Second, despite many private players getting the mandate for operating as UPI providers, it was noticed that two operators, both foreign-owned, were head and shoulders ahead of others: Alphabet-owned Google Pay and Walmart-Flipkart-owned PhonePe.

This prompted what was then a contentious decision: the National Payments Corporation of India, the entity under the Reserve Bank of India that runs India’s real-time digital money transaction service UPI, or Unified Payments Interface, mandated that no private operator could maintain more than a 30 per cent market share.

Mind you, the market share of the top two in UPI was way less than the near-64 per cent market share of domestic aviation that IndiGo controls. Back in early 2021, when the authorities notified the rules for the implementation of the market cap of 30 per cent, the two dominant players had way less than what IndiGo presently has: PhonePe was at 42 per cent, while Google Pay had just 36 per cent of the share of transactions.

Is it time for the government to introduce a similar cap on market share in an essential service like domestic aviation? With around 16 crore domestic fliers annually, flying is no longer the preserve of the rich and the well-heeled, but that of the common man who uses it to save time and fly for work, important family matters and even leisure.

And when a dominant market player indulges in market pains that have a direct impact not just on daily lives but on the economic bottomline of the nation itself, it's time all unconventional options are perused.

Another option, which Americans use very effectively, is to break up IndiGo into smaller airlines. Nowhere in any free market country does a private company have the kind of market dominance in an essential service the way IndiGo has in India in civil aviation — in countries like the US and China, shares of the biggest airline are all less than 25 per cent.

With even the mighty Modi government having no other option but to succumb to the IndiGo drama and waive off the implementation of the new duty rules till February, questions have been raised about the bear hug one airline has on India’s transportation sector and what can be done about it.

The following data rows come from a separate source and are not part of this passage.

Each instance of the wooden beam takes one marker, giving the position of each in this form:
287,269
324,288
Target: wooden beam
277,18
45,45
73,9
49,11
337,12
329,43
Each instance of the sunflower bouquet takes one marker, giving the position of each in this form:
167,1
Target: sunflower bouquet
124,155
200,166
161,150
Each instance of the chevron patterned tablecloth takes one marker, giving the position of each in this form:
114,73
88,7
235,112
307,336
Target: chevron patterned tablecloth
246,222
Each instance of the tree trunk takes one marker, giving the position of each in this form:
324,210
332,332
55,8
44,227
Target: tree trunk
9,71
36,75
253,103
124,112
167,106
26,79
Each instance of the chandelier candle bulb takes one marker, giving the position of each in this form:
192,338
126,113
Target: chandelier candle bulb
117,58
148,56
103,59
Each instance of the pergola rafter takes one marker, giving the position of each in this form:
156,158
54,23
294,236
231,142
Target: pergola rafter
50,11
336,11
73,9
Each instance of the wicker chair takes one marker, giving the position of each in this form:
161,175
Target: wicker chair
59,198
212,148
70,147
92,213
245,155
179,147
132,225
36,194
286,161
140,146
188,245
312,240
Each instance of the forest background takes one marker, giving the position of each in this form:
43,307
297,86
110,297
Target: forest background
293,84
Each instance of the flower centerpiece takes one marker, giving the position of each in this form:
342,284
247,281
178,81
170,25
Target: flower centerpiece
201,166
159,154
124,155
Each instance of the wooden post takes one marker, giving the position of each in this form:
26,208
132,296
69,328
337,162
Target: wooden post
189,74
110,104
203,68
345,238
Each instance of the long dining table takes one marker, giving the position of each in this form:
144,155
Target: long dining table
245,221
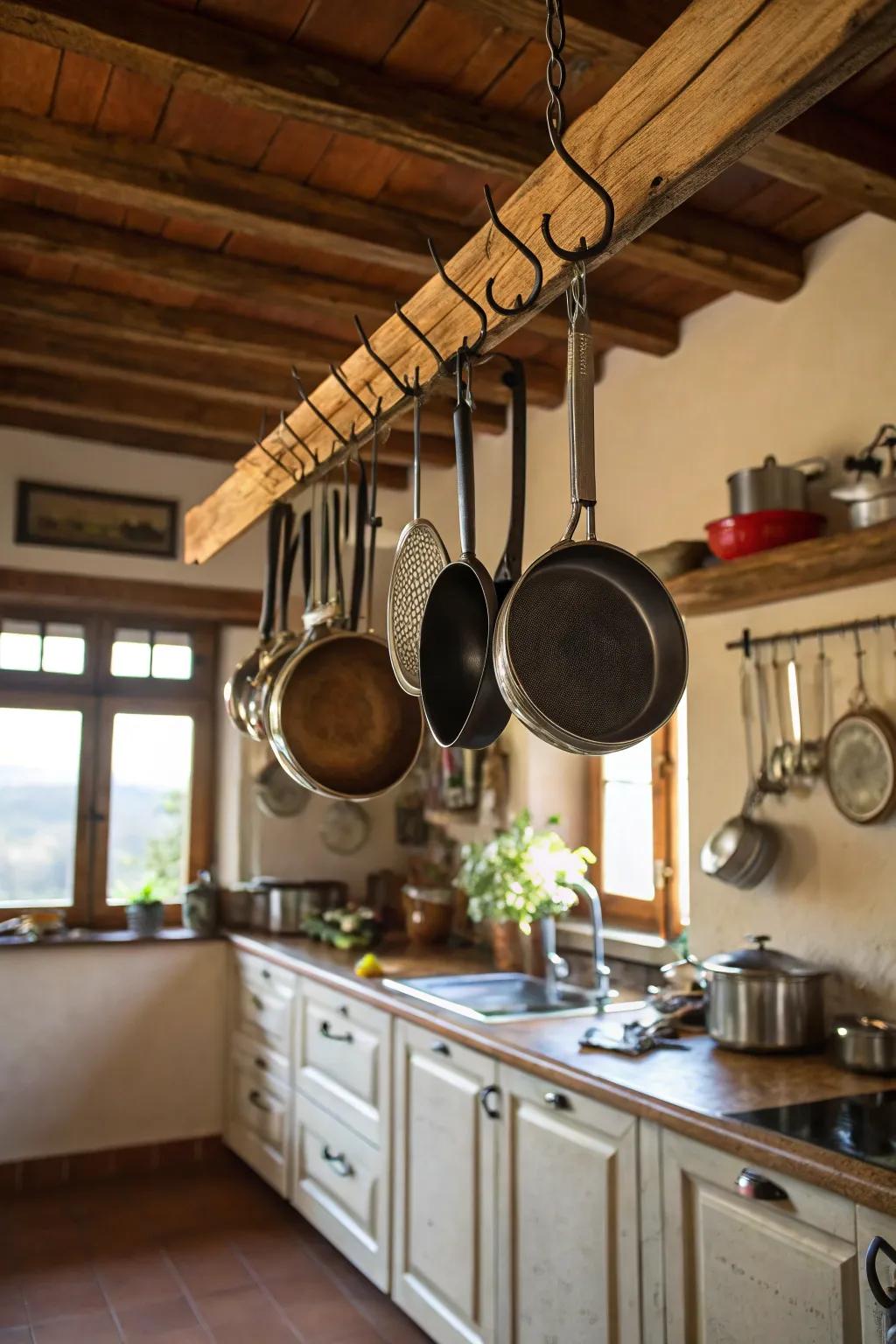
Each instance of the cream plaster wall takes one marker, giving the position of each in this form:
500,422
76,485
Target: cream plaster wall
103,1047
810,375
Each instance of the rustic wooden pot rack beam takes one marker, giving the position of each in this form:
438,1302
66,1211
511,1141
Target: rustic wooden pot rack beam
713,84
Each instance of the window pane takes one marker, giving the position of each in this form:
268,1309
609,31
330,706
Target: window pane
634,765
172,656
20,647
130,654
39,765
152,759
63,649
627,839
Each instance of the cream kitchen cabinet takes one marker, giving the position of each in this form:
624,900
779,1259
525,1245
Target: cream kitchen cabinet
444,1203
569,1231
746,1269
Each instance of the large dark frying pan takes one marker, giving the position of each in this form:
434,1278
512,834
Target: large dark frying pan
340,722
238,689
459,692
511,564
590,649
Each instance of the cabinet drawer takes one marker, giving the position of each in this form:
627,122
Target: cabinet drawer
258,1118
343,1060
262,1007
340,1184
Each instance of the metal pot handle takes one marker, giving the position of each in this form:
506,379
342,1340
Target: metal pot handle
580,406
464,454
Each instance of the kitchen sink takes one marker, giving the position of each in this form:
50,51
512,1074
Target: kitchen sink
504,996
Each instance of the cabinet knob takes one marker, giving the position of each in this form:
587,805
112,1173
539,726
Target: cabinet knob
489,1098
557,1100
752,1186
326,1030
338,1161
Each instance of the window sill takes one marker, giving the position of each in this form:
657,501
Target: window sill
105,937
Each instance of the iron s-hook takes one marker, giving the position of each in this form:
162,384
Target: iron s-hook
556,75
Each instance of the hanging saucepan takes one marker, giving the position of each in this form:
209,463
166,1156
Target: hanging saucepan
590,649
238,689
340,722
459,692
284,641
511,564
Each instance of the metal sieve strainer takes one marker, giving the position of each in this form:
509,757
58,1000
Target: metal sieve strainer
419,558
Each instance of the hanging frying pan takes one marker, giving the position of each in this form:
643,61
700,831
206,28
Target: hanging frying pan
238,689
419,558
459,692
590,649
511,564
340,722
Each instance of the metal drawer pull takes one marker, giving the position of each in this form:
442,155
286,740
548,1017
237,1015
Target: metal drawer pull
338,1161
752,1186
486,1096
557,1100
335,1035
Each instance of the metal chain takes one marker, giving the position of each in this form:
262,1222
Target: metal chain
555,32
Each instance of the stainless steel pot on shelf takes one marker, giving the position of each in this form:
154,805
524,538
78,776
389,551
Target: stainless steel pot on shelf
763,1000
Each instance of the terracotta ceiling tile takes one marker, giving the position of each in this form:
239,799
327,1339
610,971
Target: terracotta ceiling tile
80,89
27,74
205,125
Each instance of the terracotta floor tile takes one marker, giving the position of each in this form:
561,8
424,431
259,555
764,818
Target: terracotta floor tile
137,1278
158,1320
90,1328
62,1293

India does have antitrust laws and a history of attempting the same in other essential services. Of course, breaking up a monopoly is well within the ambit of actions a government can take,  considering that nearly 7 out of 10 domestic flights in the country are by IndiGo. What was till last week lauded as a case study for efficiency and competitiveness and economies of scale, has turned out to be a disaster when the airline decided to prove a point by holding a national essential service hostage in the last few days.

The classic example of breaking up a company to help a nation’s economy and citizen welfare is that of AT&T, the monopoly in telecom services in the US, which was broken up into seven smaller companies thanks to actions initiated by the US Justice Department in the 1980s. This led to healthy competition, better customer service, a better value for money proposition, and helped the growth of the communications sector.

And for those who say that it is the US and not India, please note that India does have a competition commission and an effective Competition Act, passed in 2002 and empowered with updated provisions just three years ago. It prohibits anti-competitive agreements and abuse of dominant market position, with the commission’s primary job being to protect consumer interests.  Is it listening?

The UPI intervention, interestingly, is yet to be implemented – it has been postponed three times, with the latest deadline only being December of next year.

When NPCI came out with that controversial move five years ago, its aim was to mitigate concentration risks, prevent the emergence of a duopoly, and ensure a more diversified and resilient ecosystem. Exactly the reasons our aviation sector is in want of, wouldn’t  you say?